Dominant and Recessive Traits
Dominant and Recessive Traits is how some traits from parents show up while others stay hidden in their offspring.
A box holds two blocks — one large and dark, one small and light. The large block sits on top and hides the small one. You can see only the dark block, but the light one is still inside. With dominant and recessive traits, the strong trait covers the hidden one the same way.
Explaining dominant and recessive traits by grade level
You get traits from both parents. Some traits win and show up, like brown fur on a mouse. Other traits hide, but they still get passed on. A white mouse can give its fur color to babies later.
Projects that explore dominant and recessive traits
Every chromosome carries genes at specific spots called loci, and each gene comes in at least two versions called alleles. When you pair a dominant allele with a recessive one, the dominant trait shows up while the recessive stays hidden. You mark loci on a drawn chromosome and label each allele pair as dominant-recessive, which lets you predict what happens when someone inherits one of each.

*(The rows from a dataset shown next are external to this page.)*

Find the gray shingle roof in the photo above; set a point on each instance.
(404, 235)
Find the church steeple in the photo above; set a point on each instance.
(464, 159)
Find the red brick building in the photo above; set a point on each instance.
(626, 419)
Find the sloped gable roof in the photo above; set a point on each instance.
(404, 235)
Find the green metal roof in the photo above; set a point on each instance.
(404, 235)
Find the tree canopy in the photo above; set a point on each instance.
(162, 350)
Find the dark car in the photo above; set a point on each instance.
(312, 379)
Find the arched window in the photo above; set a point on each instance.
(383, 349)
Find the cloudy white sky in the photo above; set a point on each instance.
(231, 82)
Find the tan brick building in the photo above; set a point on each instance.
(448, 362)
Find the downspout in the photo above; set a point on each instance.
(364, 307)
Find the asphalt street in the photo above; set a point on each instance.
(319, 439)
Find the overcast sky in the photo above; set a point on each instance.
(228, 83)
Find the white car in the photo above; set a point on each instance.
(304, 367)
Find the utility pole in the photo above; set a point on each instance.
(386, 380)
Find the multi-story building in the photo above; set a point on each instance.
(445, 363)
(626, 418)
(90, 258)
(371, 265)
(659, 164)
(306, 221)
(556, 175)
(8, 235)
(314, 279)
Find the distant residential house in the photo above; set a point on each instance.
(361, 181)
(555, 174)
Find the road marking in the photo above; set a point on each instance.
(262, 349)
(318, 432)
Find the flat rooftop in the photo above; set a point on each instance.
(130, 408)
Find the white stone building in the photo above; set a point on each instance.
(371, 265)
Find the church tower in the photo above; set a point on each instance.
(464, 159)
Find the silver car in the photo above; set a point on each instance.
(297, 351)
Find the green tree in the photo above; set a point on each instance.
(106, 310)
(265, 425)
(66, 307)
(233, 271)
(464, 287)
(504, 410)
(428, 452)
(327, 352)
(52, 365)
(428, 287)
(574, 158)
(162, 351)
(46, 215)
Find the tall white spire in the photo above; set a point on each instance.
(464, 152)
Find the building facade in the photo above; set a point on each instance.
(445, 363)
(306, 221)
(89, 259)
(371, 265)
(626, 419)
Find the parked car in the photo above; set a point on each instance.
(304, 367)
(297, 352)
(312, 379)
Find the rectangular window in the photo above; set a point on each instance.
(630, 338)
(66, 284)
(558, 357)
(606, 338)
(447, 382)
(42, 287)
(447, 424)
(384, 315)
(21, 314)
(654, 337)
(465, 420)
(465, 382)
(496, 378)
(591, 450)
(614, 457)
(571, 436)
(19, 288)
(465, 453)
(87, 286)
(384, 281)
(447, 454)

The ability to taste PTC is genetic — some people experience a strong bitter flavor, while others taste nothing at all. Some traits show up and others stay hidden. You can test family members and use a Punnett square to predict whether the taster trait is dominant.
When a gene has two versions, the dominant one shows up in the offspring while the recessive version stays hidden. Each dragon chromosome stick has two sides — one dominant, one recessive — and the side that lands facing up is the gene passed to the offspring. You decode each gene pair to find out which traits actually appear.
Coat color in mice follows patterns of genetic dominance — one gene version overrides another, and the hidden version stays silent. You breed mice in four color combinations, pairing black and white parents in different arrangements. Some pairings produce only one fur color, while others yield a surprising mix, revealing which color trait is dominant.
When traits pass from parent to offspring, some show up and others stay hidden — and a coin toss models that process well. For each trait, heads stands for the dominant version and tails for the recessive one. You then use Punnett squares to predict which traits appear in the offspring.